The Centers for Medicare & Medicaid Services said this week that Mylan Pharmaceuticals (NSDQ:MYL) has been overcharging Medicaid for its EpiPen auto-injector for years, despite being warned that it should have paid bigger rebates.
CMS said that between 2011 and 2015, Medicaid spent $797 million on the epinephrine auto-injector after deducting rebates, marking the 1st time the federal agency has revealed how much it spent on the device. CMS revealed last week that Mylan misclassified the device as a generic, allowing the company to pay a 13% rebate instead of the 23% allocated for brand-name products.
“This incorrect classification has financial consequences for the amount that federal and state governments spend because it reduces the amount of quarterly rebates Mylan owes for EpiPen,” Acting CMS administrator Andy Slavitt wrote in a letter to Sen. Ron Wyden (D-Ore.), 1 of the many lawmakers who previously suspected that Mylan knowingly misclassified the epinephrine injector.
The Canonsburg, Pa.-based company has been under fire since August, when reports surfaced that it raised the price of its EpiPen product by more than 500% over the past decade.

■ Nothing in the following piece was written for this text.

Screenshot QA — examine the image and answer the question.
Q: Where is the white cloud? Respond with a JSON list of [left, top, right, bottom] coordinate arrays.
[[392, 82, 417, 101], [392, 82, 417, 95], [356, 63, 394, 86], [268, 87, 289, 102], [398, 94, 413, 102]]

Mylan has defended its actions with a 1997 letter from the Medicaid Drug Rebate program written to Dey Laboratories, which Mylan acquired in 2007. The letter noted that the EpiPen could be considered a “non-innovator” or generic product. Politicians have pushed back on this, saying that Mylan had plenty of time to review its regulatory status.
“The letter is more evidence that while Mylan irresponsibly raised the price of EpiPen, they were also bilking taxpayers out of millions of dollars,” Wyden and Rep. Frank Pallone (D-N.J.) said in a statement. “We will ensure that taxpayers get their due.”
Mylan’s shares dropped -10% to $42.64 apiece when the criticism began in August. Since then, shares have slowly but steadily declined. The stock was trading at $35.92 per share in mid-morning activity today, down -2.50%.